Robustness of Generalized Row-Column Designs Against Missing Observation(s)
Authors: Anindita Datta, Seema Jaggi, Eldho Varghese#, Cini Varghese,
Arpan Bhowmik, and Mohd. Harun
ICAR-Indian Agricultural Statistics Research Institute, New Delhi-110012
#ICAR- Central Marine Fisheries Research Institute, Kochi- 682 018


1. Introduction

When the heterogeneity present in the experimental material is from two sources, then two-dimensional blocking or double blocking of the experimental units is recommended for control or reduction of experimental error. The two blocking systems are referred to generally as row blocking and column blocking and the resulting designs are termed as Row-Column (RC) designs. These designs are used to control variability in field and animal experiments. Most of the row-column designs developed in the literature have one unit corresponding to the intersection of each row and column. However, for the instances when the number of treatments is large with limited experimental resources, Generalized Row-Column (GRC) designs are used where there is more than one unit in each row-column intersection. GRC design is an arrangement of v treatments in p rows and q columns such that the intersection of each row and column (cell) consists of more than one unit. Consider an experiment was conducted to compare the colour intensities of apple sauce (Edmondson, 1998). The treatments consist of all combinations of 12 blends of apple sauce with 4 concentration of cinnamon. Treatments could be stored for 4 different lengths of time. A GRC design as shown below was used in which rows represented cinnamon concentrations, columns as storage times and symbols as blends.

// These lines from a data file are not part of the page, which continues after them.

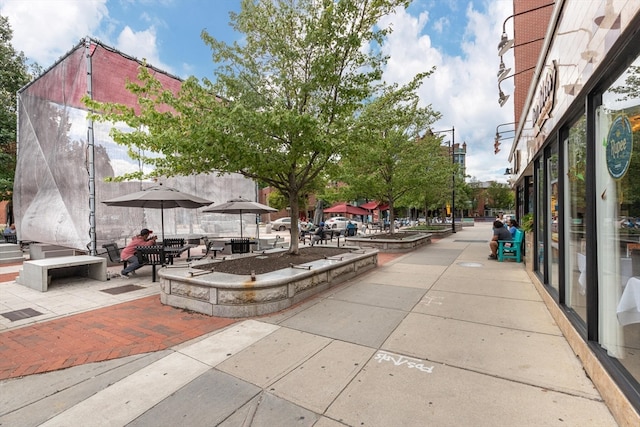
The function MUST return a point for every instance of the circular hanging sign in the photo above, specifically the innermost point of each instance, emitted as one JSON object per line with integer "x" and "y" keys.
{"x": 619, "y": 147}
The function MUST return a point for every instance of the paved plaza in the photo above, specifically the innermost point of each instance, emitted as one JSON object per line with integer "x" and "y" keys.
{"x": 440, "y": 336}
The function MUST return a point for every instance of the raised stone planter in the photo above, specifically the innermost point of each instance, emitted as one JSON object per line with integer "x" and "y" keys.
{"x": 231, "y": 295}
{"x": 391, "y": 245}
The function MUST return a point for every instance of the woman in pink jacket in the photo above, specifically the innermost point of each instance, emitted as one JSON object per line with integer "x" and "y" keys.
{"x": 129, "y": 252}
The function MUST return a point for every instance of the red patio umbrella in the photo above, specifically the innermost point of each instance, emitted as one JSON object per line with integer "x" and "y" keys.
{"x": 346, "y": 208}
{"x": 374, "y": 205}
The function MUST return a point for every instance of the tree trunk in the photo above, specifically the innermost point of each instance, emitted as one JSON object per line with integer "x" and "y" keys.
{"x": 295, "y": 231}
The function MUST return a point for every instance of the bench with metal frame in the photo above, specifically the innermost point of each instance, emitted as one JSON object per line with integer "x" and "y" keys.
{"x": 152, "y": 255}
{"x": 240, "y": 246}
{"x": 209, "y": 245}
{"x": 511, "y": 249}
{"x": 11, "y": 238}
{"x": 113, "y": 252}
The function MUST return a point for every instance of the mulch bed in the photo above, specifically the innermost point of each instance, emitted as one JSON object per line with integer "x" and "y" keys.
{"x": 269, "y": 262}
{"x": 394, "y": 236}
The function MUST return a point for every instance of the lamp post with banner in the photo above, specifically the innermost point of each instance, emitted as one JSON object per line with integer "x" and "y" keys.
{"x": 452, "y": 148}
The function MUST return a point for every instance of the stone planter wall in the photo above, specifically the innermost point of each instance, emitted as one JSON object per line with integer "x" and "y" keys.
{"x": 230, "y": 295}
{"x": 392, "y": 245}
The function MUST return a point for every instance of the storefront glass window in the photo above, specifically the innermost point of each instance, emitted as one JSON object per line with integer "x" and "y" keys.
{"x": 574, "y": 219}
{"x": 618, "y": 219}
{"x": 552, "y": 216}
{"x": 540, "y": 180}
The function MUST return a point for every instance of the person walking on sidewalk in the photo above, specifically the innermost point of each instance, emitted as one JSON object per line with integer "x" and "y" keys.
{"x": 129, "y": 252}
{"x": 500, "y": 232}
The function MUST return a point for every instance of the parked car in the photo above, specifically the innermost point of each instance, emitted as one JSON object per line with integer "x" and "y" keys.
{"x": 281, "y": 224}
{"x": 340, "y": 222}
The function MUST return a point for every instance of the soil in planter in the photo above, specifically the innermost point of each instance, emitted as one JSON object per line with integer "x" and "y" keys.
{"x": 395, "y": 236}
{"x": 269, "y": 262}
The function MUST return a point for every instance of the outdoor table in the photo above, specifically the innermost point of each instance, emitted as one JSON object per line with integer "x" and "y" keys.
{"x": 172, "y": 252}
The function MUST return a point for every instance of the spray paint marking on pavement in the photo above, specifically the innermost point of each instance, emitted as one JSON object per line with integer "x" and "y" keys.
{"x": 399, "y": 360}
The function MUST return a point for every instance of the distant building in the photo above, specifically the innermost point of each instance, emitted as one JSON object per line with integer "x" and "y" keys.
{"x": 60, "y": 153}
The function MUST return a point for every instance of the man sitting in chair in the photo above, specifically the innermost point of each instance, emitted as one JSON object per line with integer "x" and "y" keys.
{"x": 318, "y": 234}
{"x": 500, "y": 232}
{"x": 129, "y": 253}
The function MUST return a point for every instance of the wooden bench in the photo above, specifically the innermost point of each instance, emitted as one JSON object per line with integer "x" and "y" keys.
{"x": 327, "y": 236}
{"x": 113, "y": 252}
{"x": 152, "y": 255}
{"x": 37, "y": 274}
{"x": 240, "y": 246}
{"x": 511, "y": 249}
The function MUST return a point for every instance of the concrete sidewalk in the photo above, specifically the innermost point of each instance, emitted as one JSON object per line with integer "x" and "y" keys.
{"x": 440, "y": 336}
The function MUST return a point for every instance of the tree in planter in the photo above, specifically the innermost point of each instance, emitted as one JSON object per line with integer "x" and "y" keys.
{"x": 14, "y": 74}
{"x": 284, "y": 102}
{"x": 500, "y": 196}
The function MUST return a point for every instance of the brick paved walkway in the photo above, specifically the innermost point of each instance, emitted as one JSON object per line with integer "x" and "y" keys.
{"x": 135, "y": 327}
{"x": 126, "y": 329}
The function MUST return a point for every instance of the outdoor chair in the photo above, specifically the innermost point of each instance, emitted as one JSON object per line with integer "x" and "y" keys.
{"x": 114, "y": 254}
{"x": 511, "y": 249}
{"x": 11, "y": 238}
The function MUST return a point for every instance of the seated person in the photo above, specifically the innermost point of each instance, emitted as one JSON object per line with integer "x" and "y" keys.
{"x": 305, "y": 230}
{"x": 129, "y": 252}
{"x": 351, "y": 229}
{"x": 513, "y": 226}
{"x": 10, "y": 230}
{"x": 500, "y": 232}
{"x": 318, "y": 233}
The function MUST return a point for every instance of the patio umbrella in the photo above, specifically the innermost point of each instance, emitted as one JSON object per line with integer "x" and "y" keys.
{"x": 346, "y": 208}
{"x": 240, "y": 206}
{"x": 159, "y": 197}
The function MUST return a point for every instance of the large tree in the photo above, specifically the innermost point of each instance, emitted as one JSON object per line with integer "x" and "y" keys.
{"x": 14, "y": 73}
{"x": 396, "y": 155}
{"x": 284, "y": 101}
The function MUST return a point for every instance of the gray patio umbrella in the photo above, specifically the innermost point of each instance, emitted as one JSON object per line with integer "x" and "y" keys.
{"x": 240, "y": 206}
{"x": 159, "y": 197}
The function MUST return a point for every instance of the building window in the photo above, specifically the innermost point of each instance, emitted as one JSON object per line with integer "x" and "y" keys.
{"x": 617, "y": 190}
{"x": 574, "y": 218}
{"x": 552, "y": 216}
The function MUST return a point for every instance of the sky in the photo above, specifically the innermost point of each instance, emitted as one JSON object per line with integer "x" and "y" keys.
{"x": 458, "y": 37}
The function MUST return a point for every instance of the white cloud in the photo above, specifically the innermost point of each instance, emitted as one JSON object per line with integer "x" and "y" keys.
{"x": 142, "y": 45}
{"x": 49, "y": 29}
{"x": 463, "y": 88}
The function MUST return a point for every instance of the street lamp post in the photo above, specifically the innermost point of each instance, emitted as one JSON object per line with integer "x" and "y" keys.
{"x": 452, "y": 148}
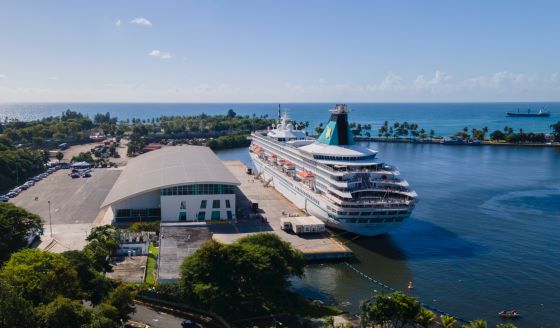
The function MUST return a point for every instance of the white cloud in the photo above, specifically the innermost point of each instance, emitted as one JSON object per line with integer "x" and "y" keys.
{"x": 160, "y": 54}
{"x": 141, "y": 21}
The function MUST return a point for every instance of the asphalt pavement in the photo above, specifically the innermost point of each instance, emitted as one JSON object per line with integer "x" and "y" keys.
{"x": 156, "y": 319}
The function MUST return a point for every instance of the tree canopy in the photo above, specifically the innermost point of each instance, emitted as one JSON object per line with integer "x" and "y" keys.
{"x": 16, "y": 224}
{"x": 41, "y": 276}
{"x": 236, "y": 279}
{"x": 398, "y": 309}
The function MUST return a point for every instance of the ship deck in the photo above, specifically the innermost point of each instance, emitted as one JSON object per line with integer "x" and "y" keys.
{"x": 272, "y": 205}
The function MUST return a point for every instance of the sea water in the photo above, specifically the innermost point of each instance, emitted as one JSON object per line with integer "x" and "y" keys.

Rows (Cinnamon Concentrations) Columns (Storage Time)
I II III IV
I 1 5 9 2 6 10 3 7 11 4 8 12
II 2 7 10 1 8 9 4 5 12 3 6 11
III 3 8 12 4 7 11 1 6 10 2 5 9
IV 4 6 11 3 5 12 2 8 9 1 7 10
These designs are studied in the literature in different names such as Semi-Latin square in which there are n rows, n columns and intersection of each row and column contains a cell of k units [Bailey and Monod (2001)], Trojan square [Bailey (1988,1992), Edmonson (1998,2002)], Generalized incomplete Trojan-type designs [Jaggi et al. (2010, 2016)]and Row-column designs with multiple units per cell [Datta et al. (2014, 2015,2016)].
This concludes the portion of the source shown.